I’ve been trying to wrap my head around how the neural network implementation of collaborative filtering.Is there a significant difference between the two algorithms, other than a) we now have regularization, b) we are using stochastic gradient descent, versus from the spread spreadsheet (finite differencing)?

It looks like the number of weights is the same: latent_factor X n_users + latent_factor X n_movies. Unless I am missing something.

Also, what is finite differencing exactly? Is it basically, instead of computing gradients with derivatives, we compute them based on seeing whether increases or decreases in a weight change the objective function?

jeremy · November 22, 2016, 1:00am

Yes, that all sounds right - although note that the spreadsheet only has 5 factors, whereas the keras model has 50.

Finite differencing is the first method shown in the graddesc spreadsheet - it is exactly as you describe

ben.bowles · November 22, 2016, 1:04am

Thats helpful! This makes me wonder, is the main problem with vanilla corroborative filtering just that it tends to over fit?

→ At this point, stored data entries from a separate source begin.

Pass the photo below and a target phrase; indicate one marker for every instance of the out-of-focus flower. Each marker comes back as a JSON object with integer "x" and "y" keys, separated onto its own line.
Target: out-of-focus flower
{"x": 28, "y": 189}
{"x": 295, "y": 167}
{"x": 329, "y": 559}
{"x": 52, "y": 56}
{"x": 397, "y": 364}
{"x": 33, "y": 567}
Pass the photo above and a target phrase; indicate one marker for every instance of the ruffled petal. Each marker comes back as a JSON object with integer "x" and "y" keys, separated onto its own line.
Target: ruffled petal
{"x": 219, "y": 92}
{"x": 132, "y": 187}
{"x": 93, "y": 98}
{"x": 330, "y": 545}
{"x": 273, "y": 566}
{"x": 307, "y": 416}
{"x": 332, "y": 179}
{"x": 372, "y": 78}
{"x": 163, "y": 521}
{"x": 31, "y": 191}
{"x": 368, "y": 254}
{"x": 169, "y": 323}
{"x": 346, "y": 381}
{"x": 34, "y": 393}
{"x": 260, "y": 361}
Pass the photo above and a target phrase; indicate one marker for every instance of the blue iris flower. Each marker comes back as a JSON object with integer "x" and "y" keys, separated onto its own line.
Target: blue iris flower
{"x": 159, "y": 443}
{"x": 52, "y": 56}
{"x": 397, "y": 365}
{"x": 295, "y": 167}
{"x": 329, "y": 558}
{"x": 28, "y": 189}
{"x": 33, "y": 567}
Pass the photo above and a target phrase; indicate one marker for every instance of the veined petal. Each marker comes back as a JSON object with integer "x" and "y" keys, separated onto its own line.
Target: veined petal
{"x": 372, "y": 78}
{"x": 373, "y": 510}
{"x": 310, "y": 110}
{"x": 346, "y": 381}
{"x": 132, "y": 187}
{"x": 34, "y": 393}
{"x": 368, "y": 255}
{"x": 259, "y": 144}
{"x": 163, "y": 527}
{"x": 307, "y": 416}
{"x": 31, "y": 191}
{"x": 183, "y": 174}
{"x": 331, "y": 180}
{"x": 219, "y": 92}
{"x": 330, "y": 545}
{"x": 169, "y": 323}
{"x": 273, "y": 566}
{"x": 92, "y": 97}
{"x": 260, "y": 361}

jeremy · November 22, 2016, 2:00am

@ben.bowles sorry on re-reading your question, I mis-spoke. The ‘dot product’ and ‘bias’ sections in the notebook show methods that are very much like standard collaborative filtering methods. The ‘neural net’ section is not like them however. If you run that section and do a ‘nn.summary()’ you’ll see that the model has many more parameters - since each dense layer has it’s set of weights.

ben.bowles · November 22, 2016, 7:44pm

Thank you. I will have to look at this more closely.

janardhanp22 · November 23, 2016, 12:10am

@jeremy Is the dot product method also called as Alternating Least Squares(ALS) method for collaborative Filtering ?

jeremy · November 23, 2016, 12:11am

Not exactly. That’s an alternative way to optimize it, instead of SGD.

janardhanp22 · November 23, 2016, 12:14am

The core idea of taking random movie latent factors and user latent factors is same in all techniques of collaborative filtering except the optimizer methods varies like GD, SGD, ALS etc right ?

jeremy · November 23, 2016, 12:38am

Exactly right. Except for the neural net example we provided, which uses a somewhat different approach.